Blog by Sumana Harihareswara, Changeset founder

31 Jul 2002, 13:21 p.m.

I'm in Sacramento. I write this from the well-furnished…

Hi, reader. I wrote this in 2002 and it's now more than five years old. So it may be very out of date; the world, and I, have changed a lot since I wrote it! I'm keeping this up for historical archive purposes, but the me of today may 100% disagree with what I said then. I rarely edit posts after publishing them, but if I do, I usually leave a note in italics to mark the edit and the reason. If this post is particularly offensive or breaches someone's privacy, please contact me.

I'm in Sacramento. I write this from the well-furnished and pleasant Sacramento Public Library, which provided me with a temporary library card so that I could use the Internet terminals here.

This morning I rushed to the US Government office here to take a series of exams that might qualify me to work in the Immigration and Naturalization Service. The motto of the Department of Justice, as I saw in the seal on the tests, is "Qui Pro Domina Justitia Sequitur." From some rude word-order inferences, I thought this might mean something like "from power follows justice" or "who has power has justice." But no, there's a weird controversy: "The motto has been variously described as 'hopeless: its translation ha[ving] baffled more than one good Latin scholar'..." This sounds like a job for...Seth David Schoen!
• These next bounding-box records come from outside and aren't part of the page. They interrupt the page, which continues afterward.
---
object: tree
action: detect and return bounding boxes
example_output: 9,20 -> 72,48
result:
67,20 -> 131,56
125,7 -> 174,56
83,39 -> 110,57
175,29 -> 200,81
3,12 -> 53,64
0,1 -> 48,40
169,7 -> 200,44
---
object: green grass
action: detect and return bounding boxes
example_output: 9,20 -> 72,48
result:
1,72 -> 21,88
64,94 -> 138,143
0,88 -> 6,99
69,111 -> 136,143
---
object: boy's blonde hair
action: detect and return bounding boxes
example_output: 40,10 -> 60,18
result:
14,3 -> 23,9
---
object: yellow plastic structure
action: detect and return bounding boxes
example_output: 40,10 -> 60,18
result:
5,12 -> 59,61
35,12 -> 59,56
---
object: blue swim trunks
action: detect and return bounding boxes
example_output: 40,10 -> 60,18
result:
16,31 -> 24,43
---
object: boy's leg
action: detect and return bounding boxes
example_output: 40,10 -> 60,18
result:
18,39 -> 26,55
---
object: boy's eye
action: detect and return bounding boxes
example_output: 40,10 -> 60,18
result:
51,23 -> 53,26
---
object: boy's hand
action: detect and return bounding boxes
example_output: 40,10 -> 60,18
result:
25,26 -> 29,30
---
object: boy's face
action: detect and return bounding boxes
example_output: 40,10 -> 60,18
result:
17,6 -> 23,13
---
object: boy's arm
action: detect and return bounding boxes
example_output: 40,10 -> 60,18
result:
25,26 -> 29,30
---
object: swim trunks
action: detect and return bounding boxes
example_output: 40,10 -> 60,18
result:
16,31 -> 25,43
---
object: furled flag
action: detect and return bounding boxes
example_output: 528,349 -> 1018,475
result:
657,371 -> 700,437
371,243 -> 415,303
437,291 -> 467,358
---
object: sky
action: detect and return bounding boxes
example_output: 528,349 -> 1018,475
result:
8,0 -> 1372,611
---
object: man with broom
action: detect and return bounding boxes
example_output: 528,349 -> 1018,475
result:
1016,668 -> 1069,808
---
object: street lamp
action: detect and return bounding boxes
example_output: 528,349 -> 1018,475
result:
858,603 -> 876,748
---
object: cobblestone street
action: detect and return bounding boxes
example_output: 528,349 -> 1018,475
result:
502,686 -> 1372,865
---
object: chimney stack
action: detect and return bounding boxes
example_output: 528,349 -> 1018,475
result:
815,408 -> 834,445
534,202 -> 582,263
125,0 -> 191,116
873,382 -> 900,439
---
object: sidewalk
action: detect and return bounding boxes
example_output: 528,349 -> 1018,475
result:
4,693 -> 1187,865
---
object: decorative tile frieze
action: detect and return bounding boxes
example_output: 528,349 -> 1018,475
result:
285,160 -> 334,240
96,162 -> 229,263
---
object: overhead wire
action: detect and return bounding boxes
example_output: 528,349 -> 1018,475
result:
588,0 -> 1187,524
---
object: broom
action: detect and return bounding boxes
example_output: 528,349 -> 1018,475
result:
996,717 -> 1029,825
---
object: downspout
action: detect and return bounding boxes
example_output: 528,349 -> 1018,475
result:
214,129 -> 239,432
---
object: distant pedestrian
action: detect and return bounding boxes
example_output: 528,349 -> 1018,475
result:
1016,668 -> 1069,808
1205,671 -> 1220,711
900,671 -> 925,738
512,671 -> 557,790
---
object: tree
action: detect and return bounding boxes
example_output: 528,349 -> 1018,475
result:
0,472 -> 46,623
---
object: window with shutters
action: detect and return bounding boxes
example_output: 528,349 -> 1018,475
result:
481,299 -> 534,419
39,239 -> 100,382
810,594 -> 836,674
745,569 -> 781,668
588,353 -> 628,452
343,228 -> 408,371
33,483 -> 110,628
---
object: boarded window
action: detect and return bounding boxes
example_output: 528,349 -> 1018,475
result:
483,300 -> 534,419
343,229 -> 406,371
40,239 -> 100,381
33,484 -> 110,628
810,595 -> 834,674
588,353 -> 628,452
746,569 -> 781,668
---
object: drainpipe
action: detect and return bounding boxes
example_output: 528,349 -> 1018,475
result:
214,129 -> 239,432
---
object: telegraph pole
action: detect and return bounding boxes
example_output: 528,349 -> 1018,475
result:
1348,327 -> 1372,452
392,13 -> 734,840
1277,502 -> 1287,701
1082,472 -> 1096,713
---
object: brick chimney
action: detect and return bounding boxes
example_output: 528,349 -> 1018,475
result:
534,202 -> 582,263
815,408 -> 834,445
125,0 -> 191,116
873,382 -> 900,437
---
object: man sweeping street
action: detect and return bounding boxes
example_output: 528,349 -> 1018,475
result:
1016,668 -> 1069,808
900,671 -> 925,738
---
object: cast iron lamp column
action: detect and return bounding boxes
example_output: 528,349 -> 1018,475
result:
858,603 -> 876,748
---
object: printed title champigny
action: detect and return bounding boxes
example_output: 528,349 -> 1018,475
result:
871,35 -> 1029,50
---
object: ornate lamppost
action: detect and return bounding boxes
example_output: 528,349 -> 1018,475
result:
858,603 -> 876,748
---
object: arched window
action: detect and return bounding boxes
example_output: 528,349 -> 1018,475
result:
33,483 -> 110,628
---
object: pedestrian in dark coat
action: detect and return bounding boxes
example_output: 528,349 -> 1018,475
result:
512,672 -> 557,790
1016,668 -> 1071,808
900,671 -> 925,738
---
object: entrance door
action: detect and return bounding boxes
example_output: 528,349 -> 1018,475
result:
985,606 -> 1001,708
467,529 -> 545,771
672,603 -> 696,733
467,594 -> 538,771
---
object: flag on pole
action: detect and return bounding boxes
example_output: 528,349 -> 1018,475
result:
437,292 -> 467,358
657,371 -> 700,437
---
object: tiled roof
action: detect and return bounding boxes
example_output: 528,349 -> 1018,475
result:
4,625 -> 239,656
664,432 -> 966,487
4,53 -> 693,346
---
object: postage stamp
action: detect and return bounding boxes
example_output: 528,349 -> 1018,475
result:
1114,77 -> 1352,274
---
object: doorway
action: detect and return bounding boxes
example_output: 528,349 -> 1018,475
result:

In the tradition of the loony CIA Kids Page ("Policy makers, like the President, do not have time to read all the other countries' newspapers ... there are just too many of them. Also, there is information that other countries will not share with the United States, called secrets."), here's the DOJ Kids Page.

I walked through a farmer's market in Cesar Chavez Plaza after the tests. A man was playing the acoustic guitar and accompanying himself by whistling with awesome virtuosity. I came here and leafed through some Pauline Kael -- most of her work is out-of-print. Soon I'll get some lunch and go back home.

Finally, someone wittily notices those disturbing ads.